Curitiba - O ano de 2010 anuncia um cenário bem mais positivo para a economia do que a pós-crise financeira mundial. A inflação deve ficar sob controle na casa dos 4,5% ao ano e o crescimento do Produto Interno Bruto (PIB) é projetado entre 4% e 6%. Os juros devem ser mantidos no patamar de 8,75% ao ano, mas podem ser maiores caso haja um aumento do consumo previsto para o segundo semestre, atingindo um percentual máximo de 10,63%. O emprego deve se recuperar a níveis anteriores a setembro de 2008, quando estourou a crise. Para a produção industrial o crescimento é estimado em 7% no ano. As perspectivas foram traçadas por quatro especialistas ouvidos pela FOLHA.
Caso a economia mundial prossiga em recuperação é bem provável que o Brasil eleve o ritmo de crescimento e atinja um PIB de 4% a 5% em 2010. A opinião é do coordenador do curso de Economia da FAE (Centro Universitário Franciscano do Paraná), Gilmar Mendes Lourenço.
A economia pode ser impulsionada por dois motivos: o aumento do consumo com a recuperação do emprego e o reajuste do salário mínimo e o aumento dos gastos do governo com o ano eleitoral. Neste período, são comuns reajustes dos salários dos servidores públicos, aumento das compras do governo e do volume de obras públicas.

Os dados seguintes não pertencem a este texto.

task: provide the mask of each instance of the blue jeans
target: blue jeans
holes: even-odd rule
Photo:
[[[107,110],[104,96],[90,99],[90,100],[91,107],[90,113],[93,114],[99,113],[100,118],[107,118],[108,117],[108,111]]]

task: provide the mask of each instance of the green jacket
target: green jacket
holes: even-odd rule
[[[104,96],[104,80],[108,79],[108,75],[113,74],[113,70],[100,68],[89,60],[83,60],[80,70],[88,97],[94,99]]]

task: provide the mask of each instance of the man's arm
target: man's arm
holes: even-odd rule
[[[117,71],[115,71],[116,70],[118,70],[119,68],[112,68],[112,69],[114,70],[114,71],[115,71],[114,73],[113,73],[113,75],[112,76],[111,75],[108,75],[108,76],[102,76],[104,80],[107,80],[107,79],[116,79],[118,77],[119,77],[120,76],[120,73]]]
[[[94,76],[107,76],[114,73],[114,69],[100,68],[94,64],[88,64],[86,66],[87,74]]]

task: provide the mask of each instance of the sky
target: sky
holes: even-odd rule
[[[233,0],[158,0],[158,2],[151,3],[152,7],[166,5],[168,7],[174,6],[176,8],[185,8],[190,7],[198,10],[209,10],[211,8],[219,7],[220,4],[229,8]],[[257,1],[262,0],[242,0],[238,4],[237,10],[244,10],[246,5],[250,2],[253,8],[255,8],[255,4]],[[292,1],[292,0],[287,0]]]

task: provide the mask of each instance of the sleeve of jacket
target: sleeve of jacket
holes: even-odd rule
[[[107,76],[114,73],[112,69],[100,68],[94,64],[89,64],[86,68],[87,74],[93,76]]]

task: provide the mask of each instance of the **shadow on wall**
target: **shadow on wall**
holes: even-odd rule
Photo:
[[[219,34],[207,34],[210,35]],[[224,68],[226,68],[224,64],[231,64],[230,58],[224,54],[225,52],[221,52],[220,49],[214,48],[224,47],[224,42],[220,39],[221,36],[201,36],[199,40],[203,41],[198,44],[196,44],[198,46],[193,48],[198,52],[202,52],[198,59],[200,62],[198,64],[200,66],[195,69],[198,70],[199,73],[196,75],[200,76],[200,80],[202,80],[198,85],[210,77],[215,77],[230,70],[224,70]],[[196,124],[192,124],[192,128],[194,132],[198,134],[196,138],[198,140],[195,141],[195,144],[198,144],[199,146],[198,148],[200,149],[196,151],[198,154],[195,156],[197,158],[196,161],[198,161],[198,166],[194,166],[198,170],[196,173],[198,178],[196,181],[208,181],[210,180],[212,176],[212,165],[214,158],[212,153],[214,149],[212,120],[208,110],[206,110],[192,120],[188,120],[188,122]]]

Lourenço acredita que os trabalhadores devem conseguir reajustes iguais ou superiores à inflação. O perigo é que em 2009 foram criadas condições para uma ''bolha de inadimplência''. Ele alertou que hoje o brasileiro gasta mais de 40% da renda com o pagamento de prestações.
Lourenço prevê que o governo tenha uma preocupação adicional com a inflação e que o aumento do consumo pode levar a uma elevação de juros. Neste ano, a inflação deve fechar entre 4,3% e 4,5%, portanto dentro da meta do Banco Central que era de 4,5%. Para 2010, a meta é 4,5%, o que ele acredita que seja possível atingir.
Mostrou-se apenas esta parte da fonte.